にっぽん丸は10日に神戸港を出発、11日に宮崎県日南市の油津港後、12日午前8時、名瀬港に入港した。乗客は約定員の半分以下の約160人。同日午後5時まで同港に停泊。同市名瀬の金作原原生林や同市住用町のマングローブ原生林などの散策ツアーや、あやまる岬など同島北部を観光するツアーなども企画され、約70人がバスやタクシーなどで島内観光を楽しんだ。

商船三井客船によると、新型コロナ感染対策として、乗客全員が乗船1週間前と乗船当日、油津港出港後の計3回PCR検査を実施した。陽性者は確認されておらず、発熱などの体調不良を訴える人もいないという。

約2年ぶりのクルーズ船寄港に、あまみ大島観光物産連盟の境田清一郎事務局長は「クルーズ船の寄港は奄美観光にとって大きな前進」と喜ぶ一方、島内で新型コロナ感染が続いていることに触れ、「歓迎セレモニーなどの交流ができないのは残念だが、感染防止のためには仕方ない。
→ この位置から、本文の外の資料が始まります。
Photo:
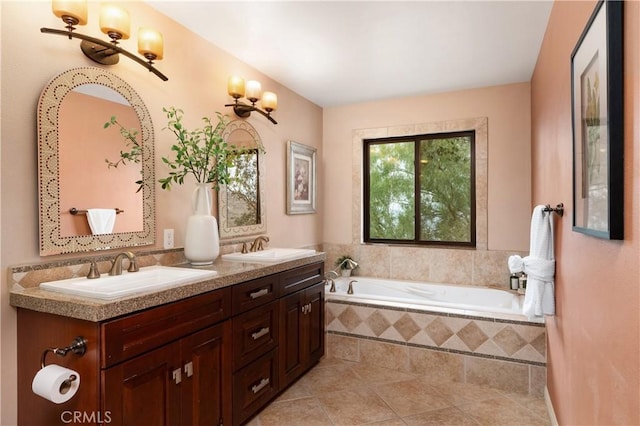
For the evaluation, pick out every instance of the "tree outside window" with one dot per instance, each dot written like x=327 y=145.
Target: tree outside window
x=420 y=189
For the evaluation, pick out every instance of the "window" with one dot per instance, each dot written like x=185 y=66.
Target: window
x=420 y=189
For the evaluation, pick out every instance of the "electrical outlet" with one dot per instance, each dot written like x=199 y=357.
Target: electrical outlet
x=168 y=238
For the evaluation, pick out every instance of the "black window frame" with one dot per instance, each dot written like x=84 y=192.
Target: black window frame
x=366 y=198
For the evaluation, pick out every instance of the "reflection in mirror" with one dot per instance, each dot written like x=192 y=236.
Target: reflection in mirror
x=242 y=204
x=72 y=148
x=83 y=147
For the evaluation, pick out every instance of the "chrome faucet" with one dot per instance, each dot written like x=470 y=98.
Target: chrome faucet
x=256 y=245
x=93 y=270
x=116 y=265
x=330 y=277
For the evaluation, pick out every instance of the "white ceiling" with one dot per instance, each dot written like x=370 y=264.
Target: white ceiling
x=339 y=52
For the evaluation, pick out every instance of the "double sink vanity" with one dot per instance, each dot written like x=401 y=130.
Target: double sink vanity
x=175 y=345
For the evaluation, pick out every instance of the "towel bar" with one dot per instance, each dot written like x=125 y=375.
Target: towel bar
x=75 y=211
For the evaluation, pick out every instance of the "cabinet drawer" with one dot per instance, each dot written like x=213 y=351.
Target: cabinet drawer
x=138 y=333
x=302 y=277
x=254 y=386
x=255 y=293
x=254 y=333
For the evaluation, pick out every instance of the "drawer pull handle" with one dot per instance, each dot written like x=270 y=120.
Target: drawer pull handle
x=177 y=375
x=259 y=334
x=259 y=293
x=188 y=369
x=257 y=388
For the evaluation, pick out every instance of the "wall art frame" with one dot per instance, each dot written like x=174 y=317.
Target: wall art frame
x=597 y=102
x=301 y=178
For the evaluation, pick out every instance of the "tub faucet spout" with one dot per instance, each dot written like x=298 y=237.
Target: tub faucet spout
x=257 y=244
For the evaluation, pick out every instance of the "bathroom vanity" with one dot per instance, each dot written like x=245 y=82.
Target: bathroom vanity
x=213 y=352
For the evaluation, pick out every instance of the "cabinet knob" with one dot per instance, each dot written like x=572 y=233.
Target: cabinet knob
x=259 y=293
x=188 y=369
x=259 y=334
x=177 y=376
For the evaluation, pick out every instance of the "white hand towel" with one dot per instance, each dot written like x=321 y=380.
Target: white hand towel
x=101 y=221
x=539 y=266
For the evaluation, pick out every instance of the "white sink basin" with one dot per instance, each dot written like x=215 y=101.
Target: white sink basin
x=112 y=287
x=269 y=255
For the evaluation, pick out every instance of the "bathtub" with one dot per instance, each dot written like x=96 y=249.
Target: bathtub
x=447 y=298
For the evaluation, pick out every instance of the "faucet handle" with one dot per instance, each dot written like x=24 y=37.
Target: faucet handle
x=93 y=270
x=133 y=265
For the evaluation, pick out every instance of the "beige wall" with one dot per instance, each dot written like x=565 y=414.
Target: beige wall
x=593 y=341
x=197 y=74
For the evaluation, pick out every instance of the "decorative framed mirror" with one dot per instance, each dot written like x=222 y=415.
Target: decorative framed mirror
x=242 y=204
x=74 y=176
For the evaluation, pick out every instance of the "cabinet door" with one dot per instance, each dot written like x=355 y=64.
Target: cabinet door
x=145 y=390
x=314 y=297
x=206 y=373
x=291 y=336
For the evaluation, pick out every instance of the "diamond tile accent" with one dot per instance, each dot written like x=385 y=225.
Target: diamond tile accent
x=378 y=323
x=509 y=340
x=472 y=335
x=540 y=344
x=407 y=327
x=350 y=319
x=438 y=331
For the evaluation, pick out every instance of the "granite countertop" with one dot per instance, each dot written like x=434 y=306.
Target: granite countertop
x=84 y=308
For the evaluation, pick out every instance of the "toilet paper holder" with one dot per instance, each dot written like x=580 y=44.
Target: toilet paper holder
x=78 y=346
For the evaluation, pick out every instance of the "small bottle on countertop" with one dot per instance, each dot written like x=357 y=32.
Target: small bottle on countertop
x=514 y=281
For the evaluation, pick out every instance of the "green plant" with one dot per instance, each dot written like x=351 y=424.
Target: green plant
x=340 y=262
x=202 y=152
x=133 y=155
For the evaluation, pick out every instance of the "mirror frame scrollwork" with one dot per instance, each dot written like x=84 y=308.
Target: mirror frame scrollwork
x=51 y=242
x=229 y=232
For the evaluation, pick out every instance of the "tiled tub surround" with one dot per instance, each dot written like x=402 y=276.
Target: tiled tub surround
x=502 y=353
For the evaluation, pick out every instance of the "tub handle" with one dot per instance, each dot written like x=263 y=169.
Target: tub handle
x=259 y=334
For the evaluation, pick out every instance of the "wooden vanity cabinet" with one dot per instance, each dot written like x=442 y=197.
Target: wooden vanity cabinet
x=183 y=380
x=302 y=330
x=212 y=359
x=166 y=365
x=270 y=344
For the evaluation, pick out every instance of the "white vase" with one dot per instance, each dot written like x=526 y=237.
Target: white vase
x=201 y=240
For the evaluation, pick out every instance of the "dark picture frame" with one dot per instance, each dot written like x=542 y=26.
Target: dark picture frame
x=597 y=124
x=301 y=178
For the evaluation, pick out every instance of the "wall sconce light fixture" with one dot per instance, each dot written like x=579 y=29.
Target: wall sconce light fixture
x=252 y=91
x=114 y=22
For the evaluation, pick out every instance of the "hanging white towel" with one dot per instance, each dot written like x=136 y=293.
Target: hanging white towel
x=539 y=266
x=101 y=221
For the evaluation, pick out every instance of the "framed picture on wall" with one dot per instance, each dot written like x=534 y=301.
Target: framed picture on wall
x=598 y=121
x=301 y=178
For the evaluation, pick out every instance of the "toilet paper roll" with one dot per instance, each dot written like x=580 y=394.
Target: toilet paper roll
x=55 y=383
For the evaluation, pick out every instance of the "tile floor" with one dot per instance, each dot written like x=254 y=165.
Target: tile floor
x=337 y=392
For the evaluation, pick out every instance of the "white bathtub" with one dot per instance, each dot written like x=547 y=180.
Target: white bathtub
x=448 y=298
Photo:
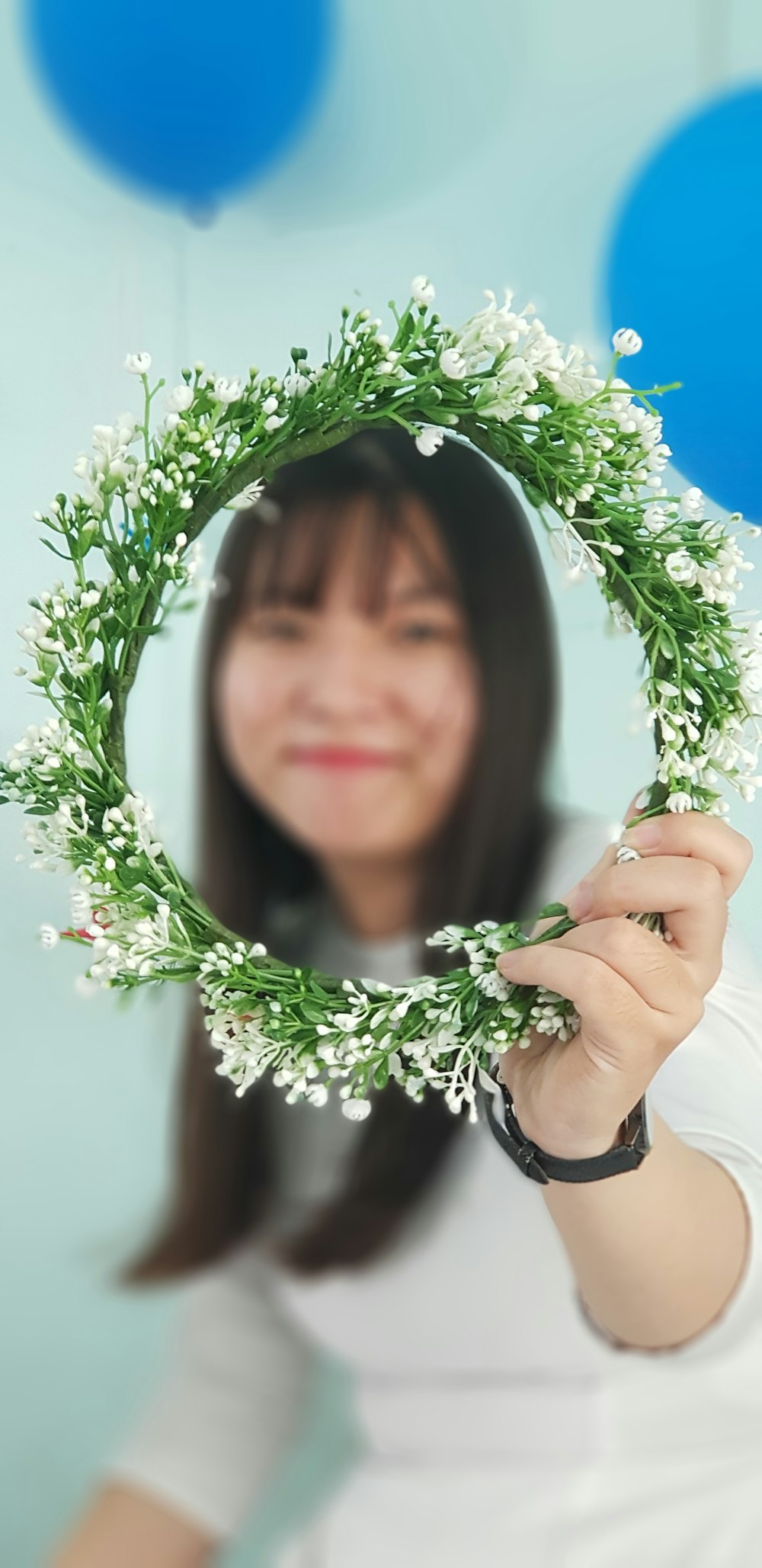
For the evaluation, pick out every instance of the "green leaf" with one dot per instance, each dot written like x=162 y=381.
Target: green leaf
x=312 y=1012
x=62 y=557
x=382 y=1075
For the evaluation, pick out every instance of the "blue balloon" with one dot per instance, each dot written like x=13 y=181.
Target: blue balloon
x=684 y=270
x=187 y=101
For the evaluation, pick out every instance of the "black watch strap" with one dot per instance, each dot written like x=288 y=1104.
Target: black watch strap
x=533 y=1161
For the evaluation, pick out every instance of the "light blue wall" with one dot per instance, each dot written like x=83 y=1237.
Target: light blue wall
x=480 y=143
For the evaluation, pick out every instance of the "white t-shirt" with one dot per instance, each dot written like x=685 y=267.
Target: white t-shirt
x=471 y=1354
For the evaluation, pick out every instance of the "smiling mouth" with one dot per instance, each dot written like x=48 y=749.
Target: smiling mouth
x=341 y=758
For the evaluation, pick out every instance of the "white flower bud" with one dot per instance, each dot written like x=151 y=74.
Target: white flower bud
x=357 y=1109
x=137 y=364
x=422 y=290
x=452 y=364
x=626 y=341
x=428 y=439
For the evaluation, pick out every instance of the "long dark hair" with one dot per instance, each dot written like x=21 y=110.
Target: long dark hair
x=483 y=864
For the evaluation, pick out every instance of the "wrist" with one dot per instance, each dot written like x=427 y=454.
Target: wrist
x=569 y=1145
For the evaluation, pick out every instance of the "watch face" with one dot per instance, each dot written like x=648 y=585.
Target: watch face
x=646 y=1130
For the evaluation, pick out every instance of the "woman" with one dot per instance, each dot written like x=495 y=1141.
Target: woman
x=557 y=1374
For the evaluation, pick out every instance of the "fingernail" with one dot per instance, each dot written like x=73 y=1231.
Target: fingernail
x=643 y=836
x=579 y=902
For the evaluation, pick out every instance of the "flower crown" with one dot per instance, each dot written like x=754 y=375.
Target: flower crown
x=588 y=455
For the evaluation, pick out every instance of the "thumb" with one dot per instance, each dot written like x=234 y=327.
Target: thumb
x=637 y=805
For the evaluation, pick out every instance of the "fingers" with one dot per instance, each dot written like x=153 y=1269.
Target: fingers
x=698 y=836
x=687 y=893
x=645 y=964
x=606 y=1001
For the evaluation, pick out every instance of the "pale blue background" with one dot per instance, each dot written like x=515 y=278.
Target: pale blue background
x=480 y=143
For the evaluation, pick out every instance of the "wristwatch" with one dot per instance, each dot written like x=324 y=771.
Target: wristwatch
x=549 y=1167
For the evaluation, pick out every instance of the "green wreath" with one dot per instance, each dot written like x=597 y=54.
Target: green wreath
x=582 y=449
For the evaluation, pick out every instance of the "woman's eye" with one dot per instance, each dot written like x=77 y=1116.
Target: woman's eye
x=422 y=630
x=275 y=627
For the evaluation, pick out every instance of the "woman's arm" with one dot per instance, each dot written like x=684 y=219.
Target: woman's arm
x=658 y=1252
x=124 y=1528
x=668 y=1256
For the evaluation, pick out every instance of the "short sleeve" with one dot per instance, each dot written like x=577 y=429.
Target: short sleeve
x=231 y=1404
x=709 y=1092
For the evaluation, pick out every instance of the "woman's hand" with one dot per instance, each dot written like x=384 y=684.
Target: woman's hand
x=637 y=995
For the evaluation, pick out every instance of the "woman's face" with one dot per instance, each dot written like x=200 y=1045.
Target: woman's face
x=353 y=729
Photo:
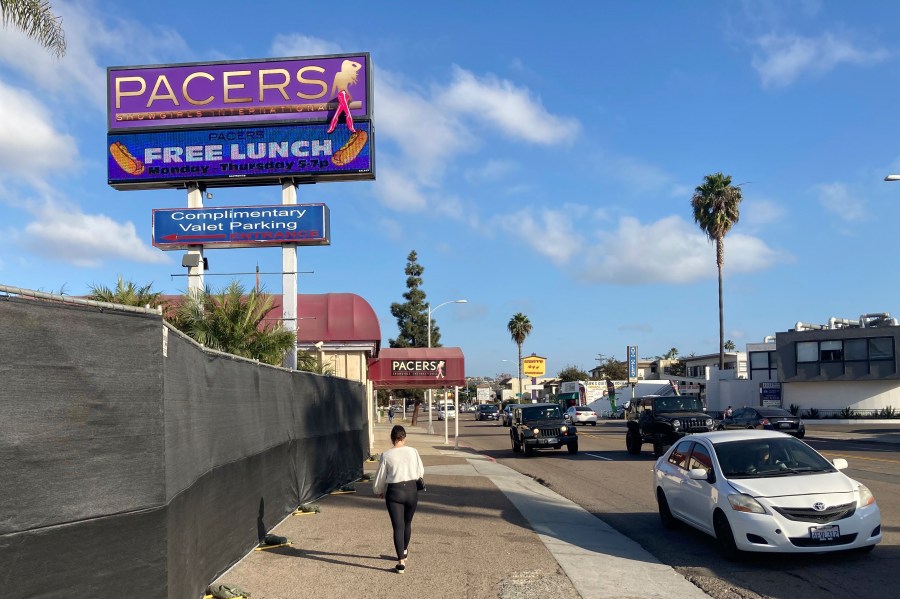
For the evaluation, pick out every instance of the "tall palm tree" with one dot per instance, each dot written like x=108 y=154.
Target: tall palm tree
x=36 y=19
x=519 y=327
x=716 y=209
x=232 y=322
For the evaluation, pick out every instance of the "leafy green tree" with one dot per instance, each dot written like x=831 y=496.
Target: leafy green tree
x=716 y=206
x=233 y=322
x=36 y=19
x=412 y=323
x=127 y=294
x=519 y=328
x=572 y=373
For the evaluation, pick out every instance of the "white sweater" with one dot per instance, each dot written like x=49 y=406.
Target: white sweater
x=397 y=465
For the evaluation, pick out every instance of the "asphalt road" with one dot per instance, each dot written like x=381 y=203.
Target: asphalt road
x=617 y=487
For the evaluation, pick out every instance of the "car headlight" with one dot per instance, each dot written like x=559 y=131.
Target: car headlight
x=745 y=503
x=865 y=496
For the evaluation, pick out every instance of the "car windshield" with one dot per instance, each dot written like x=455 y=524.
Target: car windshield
x=541 y=413
x=678 y=403
x=772 y=456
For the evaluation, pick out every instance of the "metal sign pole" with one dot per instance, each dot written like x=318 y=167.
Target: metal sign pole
x=195 y=273
x=289 y=280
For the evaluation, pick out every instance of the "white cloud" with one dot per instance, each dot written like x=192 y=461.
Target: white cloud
x=30 y=147
x=670 y=250
x=756 y=214
x=65 y=234
x=784 y=58
x=77 y=76
x=513 y=110
x=549 y=232
x=837 y=199
x=302 y=45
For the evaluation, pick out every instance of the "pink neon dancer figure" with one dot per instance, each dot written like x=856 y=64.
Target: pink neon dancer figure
x=343 y=106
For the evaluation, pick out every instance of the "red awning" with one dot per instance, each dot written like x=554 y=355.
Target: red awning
x=418 y=368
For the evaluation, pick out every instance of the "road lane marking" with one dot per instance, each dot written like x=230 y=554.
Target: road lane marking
x=600 y=457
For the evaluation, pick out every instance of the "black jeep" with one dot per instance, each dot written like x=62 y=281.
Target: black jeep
x=663 y=420
x=541 y=426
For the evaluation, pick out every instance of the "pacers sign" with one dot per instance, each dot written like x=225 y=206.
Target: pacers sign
x=534 y=366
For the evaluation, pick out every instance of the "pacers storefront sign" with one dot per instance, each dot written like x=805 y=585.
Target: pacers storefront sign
x=420 y=368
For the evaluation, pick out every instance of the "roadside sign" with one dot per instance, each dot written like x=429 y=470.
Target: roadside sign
x=770 y=395
x=241 y=226
x=632 y=363
x=534 y=366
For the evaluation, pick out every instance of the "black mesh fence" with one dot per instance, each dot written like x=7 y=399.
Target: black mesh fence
x=131 y=459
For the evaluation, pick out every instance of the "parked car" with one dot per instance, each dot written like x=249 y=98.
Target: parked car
x=581 y=415
x=763 y=491
x=487 y=411
x=763 y=417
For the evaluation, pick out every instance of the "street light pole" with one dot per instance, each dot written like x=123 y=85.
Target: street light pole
x=430 y=310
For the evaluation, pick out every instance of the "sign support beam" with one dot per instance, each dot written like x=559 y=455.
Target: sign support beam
x=195 y=273
x=289 y=279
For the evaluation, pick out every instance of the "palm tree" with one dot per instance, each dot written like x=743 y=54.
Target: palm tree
x=519 y=327
x=37 y=20
x=232 y=322
x=716 y=209
x=127 y=294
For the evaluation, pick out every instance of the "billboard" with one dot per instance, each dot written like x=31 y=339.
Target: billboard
x=234 y=157
x=223 y=94
x=241 y=226
x=534 y=366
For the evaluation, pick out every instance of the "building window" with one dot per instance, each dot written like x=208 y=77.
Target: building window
x=881 y=348
x=831 y=351
x=808 y=351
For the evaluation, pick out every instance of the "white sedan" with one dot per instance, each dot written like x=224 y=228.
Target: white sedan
x=764 y=491
x=581 y=415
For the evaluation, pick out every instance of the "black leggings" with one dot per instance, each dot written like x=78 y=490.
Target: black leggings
x=402 y=499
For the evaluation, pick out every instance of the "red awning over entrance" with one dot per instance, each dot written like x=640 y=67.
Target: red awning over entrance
x=418 y=368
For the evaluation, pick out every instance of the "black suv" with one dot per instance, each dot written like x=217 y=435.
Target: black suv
x=663 y=420
x=541 y=426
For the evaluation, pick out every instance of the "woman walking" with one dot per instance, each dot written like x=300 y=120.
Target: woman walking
x=398 y=470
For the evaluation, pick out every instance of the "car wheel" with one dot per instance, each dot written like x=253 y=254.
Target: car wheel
x=632 y=443
x=665 y=514
x=725 y=538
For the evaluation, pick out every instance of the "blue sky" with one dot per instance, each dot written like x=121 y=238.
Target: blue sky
x=540 y=159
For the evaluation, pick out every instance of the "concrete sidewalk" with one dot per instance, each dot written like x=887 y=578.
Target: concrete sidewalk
x=481 y=531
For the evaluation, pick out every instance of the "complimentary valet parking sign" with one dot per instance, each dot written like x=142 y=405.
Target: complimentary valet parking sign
x=241 y=226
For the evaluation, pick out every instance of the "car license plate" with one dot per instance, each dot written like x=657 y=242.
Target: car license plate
x=824 y=533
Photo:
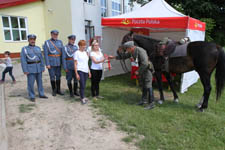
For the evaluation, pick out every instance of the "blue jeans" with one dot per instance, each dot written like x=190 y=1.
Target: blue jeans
x=83 y=78
x=8 y=69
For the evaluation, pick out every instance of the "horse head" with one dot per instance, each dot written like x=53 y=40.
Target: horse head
x=127 y=37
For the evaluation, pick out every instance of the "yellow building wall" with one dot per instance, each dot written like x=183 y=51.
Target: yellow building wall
x=36 y=24
x=58 y=16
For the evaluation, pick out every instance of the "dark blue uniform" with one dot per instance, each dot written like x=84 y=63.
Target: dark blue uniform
x=68 y=65
x=32 y=63
x=53 y=57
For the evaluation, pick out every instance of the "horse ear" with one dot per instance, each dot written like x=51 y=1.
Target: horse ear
x=131 y=33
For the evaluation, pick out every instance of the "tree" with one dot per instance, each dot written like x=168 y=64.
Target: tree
x=210 y=11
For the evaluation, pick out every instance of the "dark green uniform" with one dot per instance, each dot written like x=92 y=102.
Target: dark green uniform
x=141 y=57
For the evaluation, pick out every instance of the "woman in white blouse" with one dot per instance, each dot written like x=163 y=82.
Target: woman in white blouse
x=81 y=68
x=96 y=69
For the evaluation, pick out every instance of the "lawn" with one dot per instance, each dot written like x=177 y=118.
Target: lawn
x=169 y=126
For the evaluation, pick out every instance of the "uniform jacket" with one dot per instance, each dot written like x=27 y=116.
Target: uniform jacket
x=32 y=54
x=49 y=49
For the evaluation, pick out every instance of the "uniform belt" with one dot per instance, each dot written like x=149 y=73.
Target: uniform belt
x=52 y=55
x=36 y=62
x=69 y=58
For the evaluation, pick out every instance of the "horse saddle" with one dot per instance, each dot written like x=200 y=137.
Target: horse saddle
x=179 y=51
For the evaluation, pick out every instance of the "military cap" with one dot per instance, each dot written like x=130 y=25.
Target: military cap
x=31 y=36
x=128 y=44
x=54 y=32
x=164 y=41
x=72 y=37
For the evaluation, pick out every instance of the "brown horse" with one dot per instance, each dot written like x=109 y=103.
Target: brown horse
x=203 y=57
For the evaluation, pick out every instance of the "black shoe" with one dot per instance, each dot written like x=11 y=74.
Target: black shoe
x=53 y=88
x=58 y=91
x=45 y=97
x=150 y=106
x=142 y=102
x=32 y=99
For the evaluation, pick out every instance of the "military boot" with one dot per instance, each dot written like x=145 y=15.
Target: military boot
x=75 y=87
x=150 y=99
x=53 y=88
x=58 y=91
x=144 y=97
x=70 y=89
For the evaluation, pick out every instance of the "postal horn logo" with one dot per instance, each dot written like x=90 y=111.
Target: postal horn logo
x=196 y=25
x=125 y=22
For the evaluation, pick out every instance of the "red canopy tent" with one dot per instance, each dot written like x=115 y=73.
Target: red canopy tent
x=161 y=20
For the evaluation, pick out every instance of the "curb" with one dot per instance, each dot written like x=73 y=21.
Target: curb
x=3 y=129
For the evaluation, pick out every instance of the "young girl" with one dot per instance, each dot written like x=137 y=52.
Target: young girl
x=81 y=68
x=96 y=69
x=9 y=67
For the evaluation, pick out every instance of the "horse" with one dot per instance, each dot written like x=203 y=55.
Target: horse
x=203 y=57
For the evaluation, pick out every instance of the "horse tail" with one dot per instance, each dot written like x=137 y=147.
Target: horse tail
x=220 y=72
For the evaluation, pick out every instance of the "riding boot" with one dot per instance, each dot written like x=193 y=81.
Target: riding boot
x=53 y=88
x=150 y=99
x=144 y=97
x=70 y=89
x=58 y=91
x=75 y=91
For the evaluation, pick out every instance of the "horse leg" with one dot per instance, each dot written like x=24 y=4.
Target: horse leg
x=158 y=75
x=205 y=79
x=170 y=82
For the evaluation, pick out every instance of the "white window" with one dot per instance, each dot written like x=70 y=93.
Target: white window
x=89 y=1
x=104 y=8
x=116 y=7
x=14 y=28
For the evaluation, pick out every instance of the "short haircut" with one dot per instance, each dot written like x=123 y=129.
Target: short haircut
x=7 y=52
x=82 y=43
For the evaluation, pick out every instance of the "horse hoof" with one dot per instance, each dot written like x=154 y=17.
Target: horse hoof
x=200 y=110
x=176 y=100
x=199 y=105
x=160 y=102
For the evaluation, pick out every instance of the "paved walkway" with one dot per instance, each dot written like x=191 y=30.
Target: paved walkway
x=3 y=130
x=17 y=72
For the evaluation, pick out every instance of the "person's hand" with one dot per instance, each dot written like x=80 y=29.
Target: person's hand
x=111 y=57
x=78 y=77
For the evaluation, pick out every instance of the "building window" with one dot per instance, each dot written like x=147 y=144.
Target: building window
x=15 y=28
x=89 y=1
x=103 y=8
x=116 y=7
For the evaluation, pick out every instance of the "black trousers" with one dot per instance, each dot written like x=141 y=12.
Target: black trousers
x=8 y=69
x=96 y=76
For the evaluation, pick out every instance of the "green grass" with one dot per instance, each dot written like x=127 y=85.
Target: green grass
x=167 y=127
x=24 y=108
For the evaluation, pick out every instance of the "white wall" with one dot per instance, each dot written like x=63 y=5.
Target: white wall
x=77 y=15
x=111 y=40
x=92 y=12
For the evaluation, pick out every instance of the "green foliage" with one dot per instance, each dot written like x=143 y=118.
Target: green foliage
x=169 y=126
x=210 y=24
x=211 y=9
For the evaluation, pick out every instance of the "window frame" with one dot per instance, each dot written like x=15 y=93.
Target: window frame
x=11 y=28
x=117 y=11
x=105 y=8
x=90 y=3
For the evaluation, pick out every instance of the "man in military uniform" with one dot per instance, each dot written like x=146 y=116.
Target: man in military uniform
x=140 y=56
x=53 y=49
x=33 y=65
x=68 y=64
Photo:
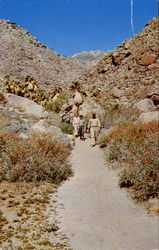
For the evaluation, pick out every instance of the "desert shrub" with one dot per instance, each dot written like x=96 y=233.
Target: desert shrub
x=38 y=158
x=136 y=146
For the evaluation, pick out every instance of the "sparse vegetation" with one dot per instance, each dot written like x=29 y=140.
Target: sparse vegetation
x=38 y=158
x=136 y=147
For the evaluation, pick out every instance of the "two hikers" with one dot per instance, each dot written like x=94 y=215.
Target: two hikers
x=93 y=127
x=79 y=126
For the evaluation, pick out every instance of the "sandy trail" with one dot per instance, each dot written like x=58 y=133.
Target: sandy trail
x=95 y=214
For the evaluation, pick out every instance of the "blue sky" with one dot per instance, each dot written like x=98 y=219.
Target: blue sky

世界自然遺産登録された島の魅力を伝えられるよう、受け入れ態勢の充実を図っていきたい」などと話した。

同市によると、これまでのクルーズ船受け入れ実績は、17年13隻(4683人)、18年18隻(2万1700人)、19年21隻(1万7488人)と増加傾向にあったが、新型コロナの世界的な感染拡大以降、クルーズ観光の低迷などもあり、寄港がなかった。

15日には日本クルーズ客船(大阪)のクルーズ船「ぱしふぃっくびいなす」の寄港も予定されており、境田事務局長は「今後も寄港を継続するためにも、島内の感染防止対策にも努めていく必要がある」と話した。